With less than a full week before the caucuses in Nevada, the political nightmare of Hillary Clinton arrived at a restaurant close to the Strip in Las Vegas.
Over 100 activists packed between a buffet of curry and a sign that supported Bernie Sanders. They made commitments for the caucus, they talked and they cheered as speakers representing different ethnicities asked them to leave behind the longtime presidential front-runner of the Democratic Party.
One speaker said that Clinton received the same information that Bernie Sanders did, but she voted for going to war against Iraq. She supported a border wall between the U.S. and Mexico.
Until very recently, the campaign of Clinton saw Nevada as its chance to safe face with a victory after an anticipated loss in New Hampshire.
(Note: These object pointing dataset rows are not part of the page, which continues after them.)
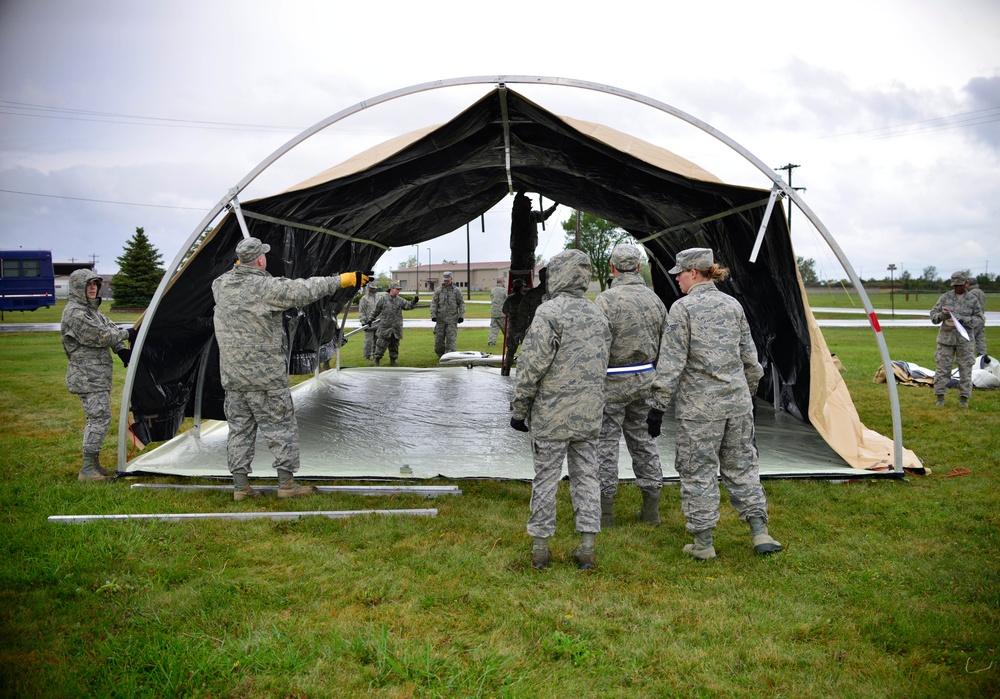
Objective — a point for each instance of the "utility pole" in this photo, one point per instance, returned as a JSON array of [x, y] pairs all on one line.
[[788, 170], [892, 296]]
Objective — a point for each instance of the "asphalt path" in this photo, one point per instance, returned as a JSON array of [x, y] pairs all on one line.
[[915, 319]]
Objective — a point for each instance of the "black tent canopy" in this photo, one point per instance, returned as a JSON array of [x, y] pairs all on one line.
[[433, 181]]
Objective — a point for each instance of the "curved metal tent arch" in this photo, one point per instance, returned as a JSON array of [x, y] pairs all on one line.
[[230, 200]]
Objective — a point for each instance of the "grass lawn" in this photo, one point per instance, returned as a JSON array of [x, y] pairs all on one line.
[[887, 588]]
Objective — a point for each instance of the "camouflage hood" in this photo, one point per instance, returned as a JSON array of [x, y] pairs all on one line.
[[569, 273], [78, 281]]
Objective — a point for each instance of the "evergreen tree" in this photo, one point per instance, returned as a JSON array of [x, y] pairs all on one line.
[[139, 273], [597, 238]]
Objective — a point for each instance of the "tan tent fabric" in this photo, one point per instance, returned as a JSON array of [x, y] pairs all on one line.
[[832, 411]]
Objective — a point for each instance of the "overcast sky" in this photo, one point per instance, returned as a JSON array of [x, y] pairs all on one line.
[[117, 114]]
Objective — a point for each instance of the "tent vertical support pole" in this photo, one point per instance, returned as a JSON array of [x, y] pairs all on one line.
[[235, 204], [776, 387], [506, 136], [763, 223], [199, 389], [140, 339]]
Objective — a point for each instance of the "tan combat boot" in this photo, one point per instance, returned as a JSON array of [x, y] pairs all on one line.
[[88, 471], [288, 488]]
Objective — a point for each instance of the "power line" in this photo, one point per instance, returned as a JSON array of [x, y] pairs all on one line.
[[24, 109], [976, 117], [104, 201]]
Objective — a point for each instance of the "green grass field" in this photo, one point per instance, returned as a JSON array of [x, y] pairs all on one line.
[[887, 588]]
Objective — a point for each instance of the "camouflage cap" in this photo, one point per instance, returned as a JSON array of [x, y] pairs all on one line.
[[249, 249], [693, 258], [626, 257]]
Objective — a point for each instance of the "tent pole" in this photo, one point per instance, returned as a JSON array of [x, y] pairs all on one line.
[[763, 224], [199, 389]]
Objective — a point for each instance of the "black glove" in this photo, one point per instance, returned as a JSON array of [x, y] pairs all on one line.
[[654, 420], [125, 355]]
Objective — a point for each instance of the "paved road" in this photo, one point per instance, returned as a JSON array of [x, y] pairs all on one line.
[[917, 319]]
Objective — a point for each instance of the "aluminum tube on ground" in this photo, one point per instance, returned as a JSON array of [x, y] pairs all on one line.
[[239, 516]]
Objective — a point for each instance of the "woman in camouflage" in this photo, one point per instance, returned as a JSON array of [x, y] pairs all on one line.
[[708, 365], [87, 335]]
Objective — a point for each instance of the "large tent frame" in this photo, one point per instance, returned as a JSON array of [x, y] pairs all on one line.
[[230, 201]]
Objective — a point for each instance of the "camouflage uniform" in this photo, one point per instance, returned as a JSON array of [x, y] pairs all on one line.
[[389, 311], [448, 307], [708, 364], [637, 319], [530, 302], [979, 336], [952, 348], [366, 310], [497, 297], [253, 359], [87, 335], [560, 394], [524, 233]]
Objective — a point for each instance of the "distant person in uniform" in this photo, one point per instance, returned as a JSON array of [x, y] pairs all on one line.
[[979, 335], [366, 309], [249, 303], [708, 365], [952, 348], [637, 319], [389, 314], [510, 307], [447, 311], [524, 233], [87, 337], [497, 296], [559, 397]]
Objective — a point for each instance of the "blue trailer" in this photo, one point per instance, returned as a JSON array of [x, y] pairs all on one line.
[[26, 280]]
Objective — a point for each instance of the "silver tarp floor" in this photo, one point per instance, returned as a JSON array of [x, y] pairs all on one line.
[[451, 422]]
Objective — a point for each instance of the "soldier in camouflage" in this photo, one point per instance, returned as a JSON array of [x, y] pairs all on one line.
[[525, 313], [253, 360], [952, 348], [978, 336], [708, 366], [497, 296], [637, 319], [87, 335], [389, 313], [366, 310], [447, 311], [559, 397]]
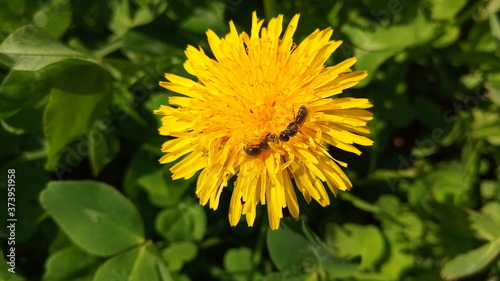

However, the loss in New Hampshire was a trouncing and the Sanders campaign is attempting to prove Clinton is beatable anywhere.
Nevada is where Sanders will face off against the allies of Clinton amongst organized labor and the Hispanic heavy electorate, which will be the first big test to see how much actual momentum he took from Clinton.
Clinton has held an overwhelming advantage amongst the voters of color, which is part of the so-called “firewall” aide of hers, claimed in a number of states that followed the overwhelming white New Hampshire and Iowa.
However, Sanders is betting his appeal amongst the working-class and young voters revealed dramatically in the New Hampshire vote will be strong enough to transcend the race.
Nevada is an opportunity to disprove the firewall fantasy the Clinton campaign has talked about, said campaign manager Jeff Weaver. If we have a strong showing, it destroys the firewall myth.
Sanders’ aides have said that there is evidence in its internal polling that working class and young Hispanics are leaning toward him.